I saw this on NursePaynes site and it looks amazing. You've done an absolutely fantastic job of photographing it too!


----------



## RedDave (May 8, 2009)

~Slyv~ said:


> Dating back from the 1860's, closed since 30 years, this location is now ruined, raped, fucked up, being probably the most touristic place ever.



But there's still so much to see, and it's one of the "must see" places. And I must go back, as I missed so much of the site on my last visit, no thanks to a group of chavs who discombobulated me.

Wish I'd gone there while I actually lived in Liege ten years back. Cheratte's a short bus ride away from the town centre.

Nice pictures you took. I've had a look around your web site before.

Those adits: did you take any safety equipment, e.g. a canary? I'm thinking of bad air. I went into one but didn't go very far along it.


----------



## Trinpaul (May 8, 2009)

It looks more like a cathedral than a coal mine  but it has the same sort of imposing presence. Some of the internal shots reminds me of Alcatraz..........I don't know why  such a shame to see such a magnificent site not only fall apart but also be vandalised.


----------



## Foxylady (May 8, 2009)

Great to see Hasard and your photos again, Slyv...excellent pics as always. 
I voted for you, btw...but didn't bother replying that I had. Lol. How's it going?


----------



## ~Slyv~ (May 8, 2009)

RedDave said:


> Those adits: did you take any safety equipment, e.g. a canary? I'm thinking of bad air. I went into one but didn't go very far along it.



ME nither. Mines are not my cup of tea (are we on a uk forum or not ).
BUT my friend went to the end, with a couple of detectors. Lots of CO ,and so on. See it here:





Foxylady said:


> I voted for you, btw...but didn't bother replying that I had. Lol. How's it going?



Good good, I'm first now, but its really close. Dont give up, *VOTE* for me


----------



## Sabtr (May 8, 2009)

This place is great. A mix between a cathedral and a coal mine - I never thought that could be done but hey! 

Although it is obviously wrecked there seems to be quite a few trinkets and treasures left to see. Would love to see this place (and many more!).

Thanks for posting.


----------



## havoc (May 8, 2009)

Simply superb!


----------



## Badoosh (May 8, 2009)

What a fantabulous looking place!
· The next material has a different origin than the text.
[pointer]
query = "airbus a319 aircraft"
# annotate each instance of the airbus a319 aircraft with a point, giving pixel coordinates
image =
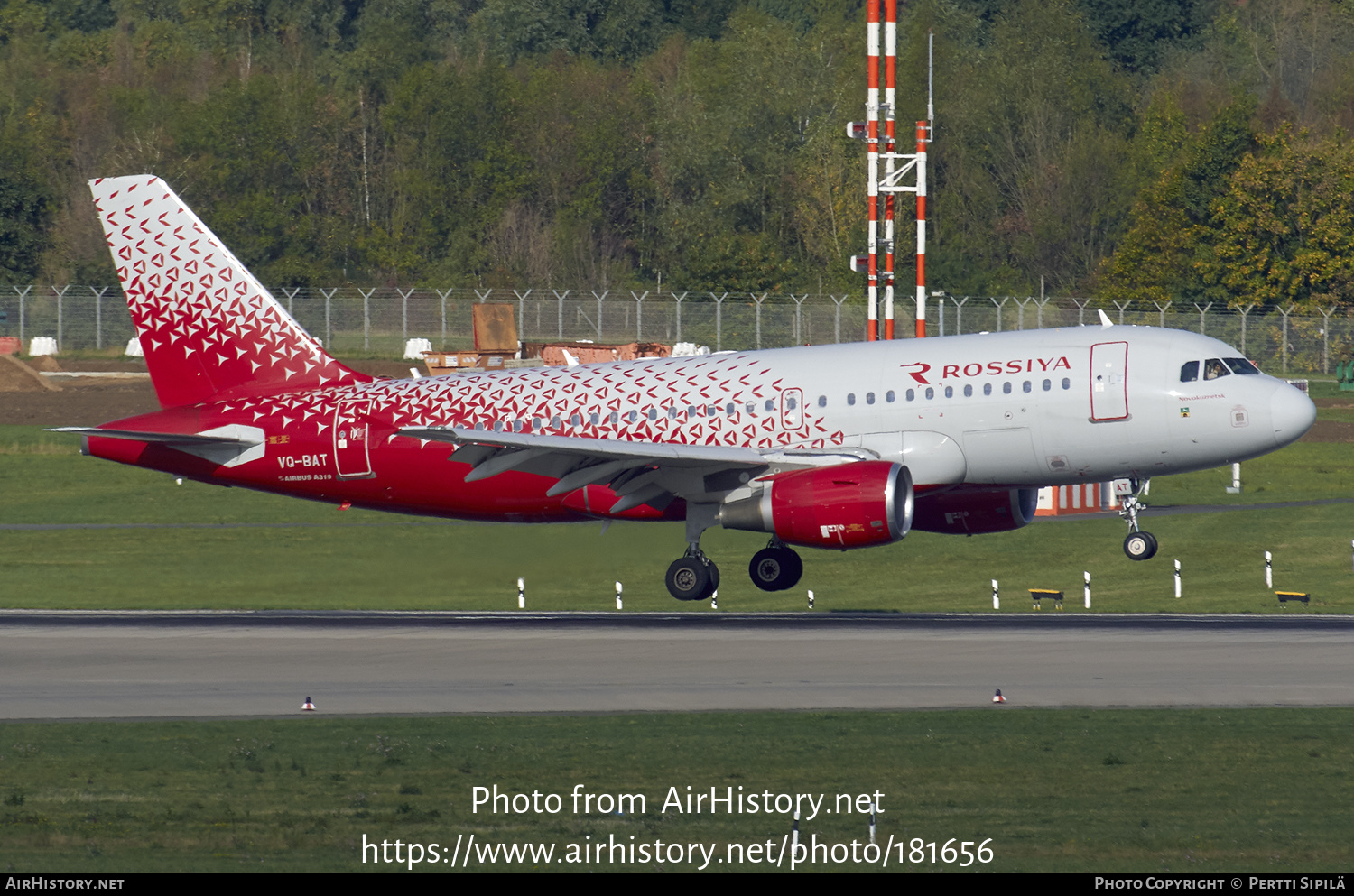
(830, 447)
Awesome pics, thanks for posting.


----------



## lilli (May 8, 2009)

Loved this place  I heard that it might be going soon ... Is there any truth to that?


----------



## RedDave (May 9, 2009)

lilli said:


> Loved this place  I heard that it might be going soon ... Is there any truth to that?



That would be tragic: it should be a monument protégé.


----------